The stress test showed the financial industry has enough capital to endure mounting impairments on loans and a drop in net interest income, the Financial Supervisory Authority said in a statement on its website today. Core Tier 1 capital would remain at an average of about 14 percent through a three-year recession.
Banks and insurers “as a whole withstood the impact of the scenario’s highly adverse operating environment,” the regulator said. Still, “there was significant dispersion in stress test results among individual companies.”
Finland has conducted a national stress test to gauge capital adequacy at its banks once a year since at least 2009, prompted by the global credit crunch after the 2008 collapse of Lehman Brothers Holdings Inc. No Finnish bank has failed the national or the pan-European bank stress test since then.
The northernmost euro member’s economy is in a recession, with first-quarter output contracting 0.1 percent. Industrial production slumped an annual 9.7 percent in April, the most since November 2009, as the euro-area recession hurts demand for exports such as machinery and forest-industry products.
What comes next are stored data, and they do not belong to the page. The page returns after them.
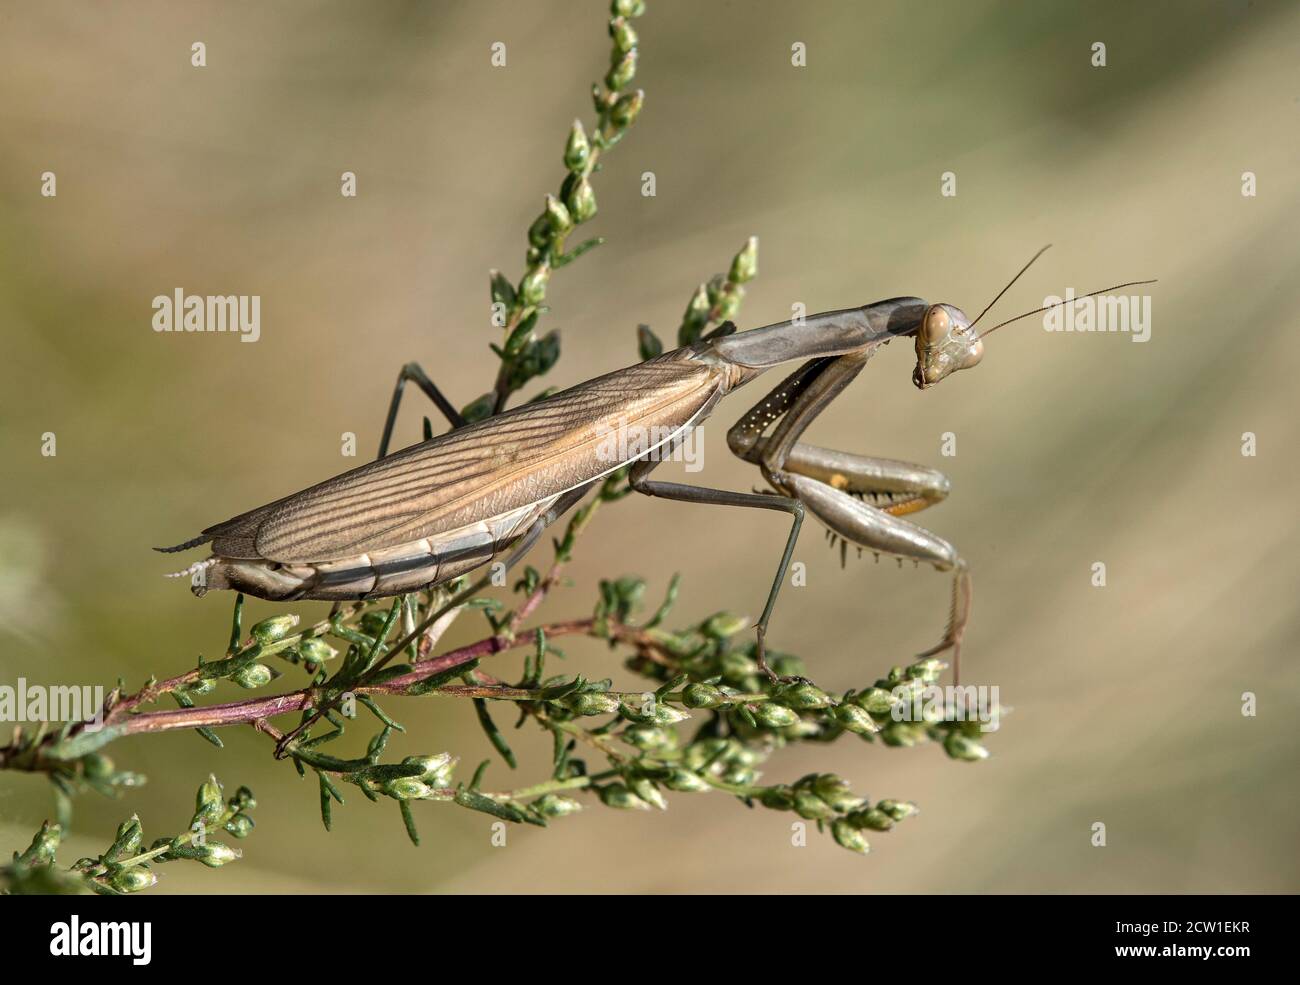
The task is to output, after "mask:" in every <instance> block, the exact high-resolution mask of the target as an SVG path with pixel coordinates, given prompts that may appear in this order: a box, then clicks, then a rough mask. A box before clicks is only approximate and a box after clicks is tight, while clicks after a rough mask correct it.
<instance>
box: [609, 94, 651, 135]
mask: <svg viewBox="0 0 1300 985" xmlns="http://www.w3.org/2000/svg"><path fill="white" fill-rule="evenodd" d="M645 99H646V94H645V92H642V91H641V90H640V88H638V90H637V91H636V92H628V94H627V95H624V96H619V101H617V103H615V104H614V108H612V109H610V120H612V121H614V123H615V126H617V127H620V129H621V127H628V126H632V125H633V123H634V122H636V120H637V114H638V113H640V112H641V105H642V103H645Z"/></svg>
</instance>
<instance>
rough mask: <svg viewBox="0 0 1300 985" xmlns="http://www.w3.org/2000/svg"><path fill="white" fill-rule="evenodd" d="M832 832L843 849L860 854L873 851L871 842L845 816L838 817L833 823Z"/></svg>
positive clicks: (832, 835)
mask: <svg viewBox="0 0 1300 985" xmlns="http://www.w3.org/2000/svg"><path fill="white" fill-rule="evenodd" d="M831 834H832V836H835V841H836V843H837V845H839V846H840V847H841V849H848V850H849V851H855V852H858V854H859V855H866V854H867V852H868V851H871V842H868V841H867V839H866V837H865V836H863V834H862V832H861V830H858V829H857V828H854V826H853V825H852V824H850V823H849V821H848V820H846V819H844V817H839V819H836V821H835V823H833V824H832V825H831Z"/></svg>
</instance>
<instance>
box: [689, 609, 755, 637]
mask: <svg viewBox="0 0 1300 985" xmlns="http://www.w3.org/2000/svg"><path fill="white" fill-rule="evenodd" d="M748 625H749V620H748V619H746V617H745V616H733V615H732V613H731V612H716V613H714V615H712V616H710V617H708V619H707V620H705V625H702V626H701V628H699V632H701V633H703V634H705V635H706V637H711V638H712V639H727V638H729V637H733V635H736V634H737V633H740V632H741V630H742V629H744V628H745V626H748Z"/></svg>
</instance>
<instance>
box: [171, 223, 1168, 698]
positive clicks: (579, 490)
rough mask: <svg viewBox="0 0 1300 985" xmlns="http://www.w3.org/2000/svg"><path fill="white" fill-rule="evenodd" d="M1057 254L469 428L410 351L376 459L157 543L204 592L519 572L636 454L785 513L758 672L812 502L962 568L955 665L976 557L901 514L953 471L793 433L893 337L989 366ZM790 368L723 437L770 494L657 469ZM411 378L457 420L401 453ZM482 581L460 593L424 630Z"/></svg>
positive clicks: (385, 423)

The test measured banks’ and insurers’ ability to withstand losses in an imagined scenario in which Finland’s gross domestic product contracted 5 percent this year, 5 percent in 2014 and 3 percent in 2015. The tests also assumed a rise in unemployment to 15 percent and a 13 percent annual house price decline. The scenario for banks also included a calculation for credit risk concentration, where three large counterparties would be insolvent, the FSA said. Liquidity risks were excluded from the test.